Under G. L. c. 246, § 1, as amended through St. 1986, c. 708, § 8, the statutory mandate, as now restated to conform to the new rules practice, is that “no summons and complaint in any action seeking damages in excess of one thousand dollars [other than those excepted] shall be served upon any alleged trustee unless there shall have been filed by the plaintiff ... a bond [with sureties], said bond to be in a penal sum in such amount as the court which approves the trustee process shall require but not less than [$250] . . . .” Two points should be noted: first, that the prohibition of the statute now relates to a procedural step — service of process — which does not affect the jurisdiction of the court over the action, conferred by the filing of the complaint, but is susceptible of correction or waiver; second, the amount of the bond is no longer governed by the size of the ad damnum, but is subject to the prior approval of the court, thus reducing the potential of abuse. See Mass.R.Civ.P. 4.2 (c) and (g), as amended, 365 Mass. 741, 743 (1974). Cf. Farber v. Lubin, 327 Mass. at 131 (most of the exceptions to the bond requirement are “classes of cases . . . [that] might be deemed least likely to become a subject of abuse”).

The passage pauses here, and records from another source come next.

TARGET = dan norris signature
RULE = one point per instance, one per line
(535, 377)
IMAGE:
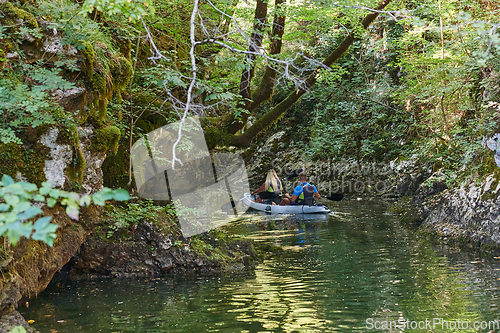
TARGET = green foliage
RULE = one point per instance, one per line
(28, 103)
(132, 9)
(133, 213)
(18, 329)
(19, 206)
(106, 139)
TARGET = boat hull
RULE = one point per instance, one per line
(290, 209)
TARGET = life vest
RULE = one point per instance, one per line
(307, 195)
(277, 192)
(271, 194)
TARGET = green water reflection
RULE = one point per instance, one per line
(337, 272)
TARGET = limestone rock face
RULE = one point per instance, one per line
(61, 157)
(469, 215)
(93, 176)
(57, 162)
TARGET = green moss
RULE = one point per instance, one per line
(75, 170)
(34, 163)
(10, 15)
(217, 137)
(98, 78)
(11, 159)
(106, 139)
(89, 54)
(121, 71)
(2, 58)
(115, 169)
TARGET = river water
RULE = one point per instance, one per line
(358, 270)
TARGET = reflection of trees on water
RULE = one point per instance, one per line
(336, 273)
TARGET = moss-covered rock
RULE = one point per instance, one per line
(89, 53)
(106, 139)
(24, 161)
(2, 58)
(11, 15)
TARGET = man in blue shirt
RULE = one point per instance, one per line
(304, 193)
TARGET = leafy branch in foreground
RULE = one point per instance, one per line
(18, 208)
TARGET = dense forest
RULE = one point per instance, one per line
(362, 81)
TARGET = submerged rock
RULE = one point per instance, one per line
(147, 250)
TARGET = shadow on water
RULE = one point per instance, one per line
(344, 272)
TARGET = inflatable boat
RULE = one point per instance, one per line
(289, 209)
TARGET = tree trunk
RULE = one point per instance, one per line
(244, 140)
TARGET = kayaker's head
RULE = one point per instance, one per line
(302, 177)
(272, 180)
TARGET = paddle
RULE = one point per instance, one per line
(293, 174)
(231, 204)
(335, 196)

We conclude, therefore, that the amended statute, read against the background of the new rules procedure, is no longer jurisdictional in the primary sense, and that the plaintiffs failure to file the required bond should not be treated as having deprived the court of jurisdiction to determine the action on the merits. When the plaintiffs omission was brought to the attention of the court by the defendant’s motion to dismiss, the court, at the least, should have required the plaintiff to file the bond in an amount deemed appropriate by the court, on pain of dismissal; but, as the plaintiff succeeded in establishing the liability of the defendant, the defendant has not been prejudiced by the absence of a bond, the sole purpose of which is to secure payment of the defendant’s *316costs and damages resulting from the attachment on trustee process.

Judgment affirmed.

Sometimes the declaration would be served with the writ, but the plaintiff was only required to furnish it to the defendant within three days after a written demand by the defendant. Mottla, supra § 84, at 48-49. See Bowles v. Palmer, 180 Mass. 169 (1901). “[I]n the usual case, the writ chronologically precedes the declaration . . . .” Farber v. Lubin, 327 Mass. at 130.

As appearing in St. 1943, c. 17, § 1, in Farber v. Lubin, supra, and as amended by St. 1961, c. 158, in Buono v. Nardella, supra. The 1961 amendment is immaterial to the holdings of these cases.

See Mass.R.Civ.P. 3, as amended, 385 Mass. 1215 (1982), Mass.R.Civ.P. 4, 365 Mass. 733 (1974), and Mass.R.Civ.P. 81(b), 365 Mass. 841 (1974), as to writs. See G. L. c. 231, § 13B, inserted by St. 1986, c. 708, § 5, and Buffum v. Rockport, 36 Mass. App. Ct. 377, 384-385 (1994), as to ad damnums.